The European Union says nitrogen dioxide levels should not exceed 40 micrograms per cubic meter of air. NO2 levels on Oxford Street, however, peak at more than 450 micrograms per cubic metre, while average day and night levels since the beginning of the year have been 135 micrograms per cubic metre, more than three times the EU’s safety limit.

The tall, Queen Anne-style buildings along Oxford Street form an urban ‘canyon’ that stops pollution from the road level from diffusing into the sky.

According to Dr Robert Carslaw, principal air quality scientist at King’s College London and author of the study, the level of pollution is largely due to the use of diesel fuel by black taxi cabs and red double decker buses, and the location of the street in the heart of the city. 

The use of diesel is ironically an unintended consequence of early efforts to fight climate change. The European Union originally favoured diesel fuel over gasoline because it emits less carbon dioxide. Now scientists say diesel’s contaminants cause harm that exeeds its relative advantages.

London's Queen Mary University recently linked nitrogen dioxide exposure to pneumonia, especially in young children. It can also cause asthma and heart attacks. The World Health Organisation also says nitrogen dioxide can inflame the bronchitis  

Since 2009, Londoners have received more than 30 official warnings about the levels of pollution outside.
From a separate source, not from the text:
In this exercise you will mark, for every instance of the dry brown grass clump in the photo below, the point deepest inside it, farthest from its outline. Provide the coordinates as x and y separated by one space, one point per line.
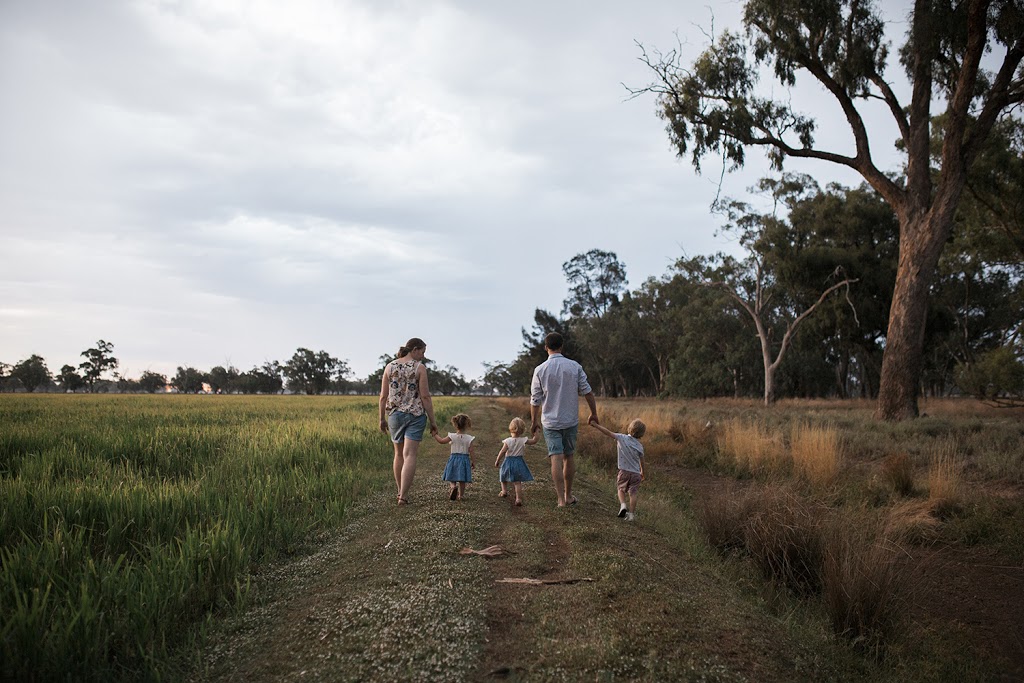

Adults and children with lung and heart problems have been told to reduce physical exertion and avoid outdoor activity. But because air pollution and particulates in London are not visible, unlike the smog from unburnt fuel that shrouds urban centres including Beijing and Delhi, politicians don’t feel the same pressure to tackle the problem.

The London Mayor Boris Johnson has set up an Ultra-Low Emission Zone which will only allow the cleanest vehicles into central London. But the programme will start in six years and will deal with just seven percent of the total of London over the limit in 2020. Other measures the mayor's office has adopted include a toll drivers pay to enter central London, a thriving bike-hire program and growing public transport network.

Heather Acton, Westminster City Council cabinet member for sustainability, said the borough is exploring and implementing policies such as retrofitting to reduce the carbon output of buildings in Westminster. It has installed air quality monitoring stations, including
one in Oxford Street. And it has called for a 20 percent reduction in the number of buses on Oxford Street.

But that’s not enough to satisfy some Londoners, who are calling for a rapid switch to trams, electric buses and taxis. Some want London to follow New York and introduce traffic-free days to promote its main shopping area.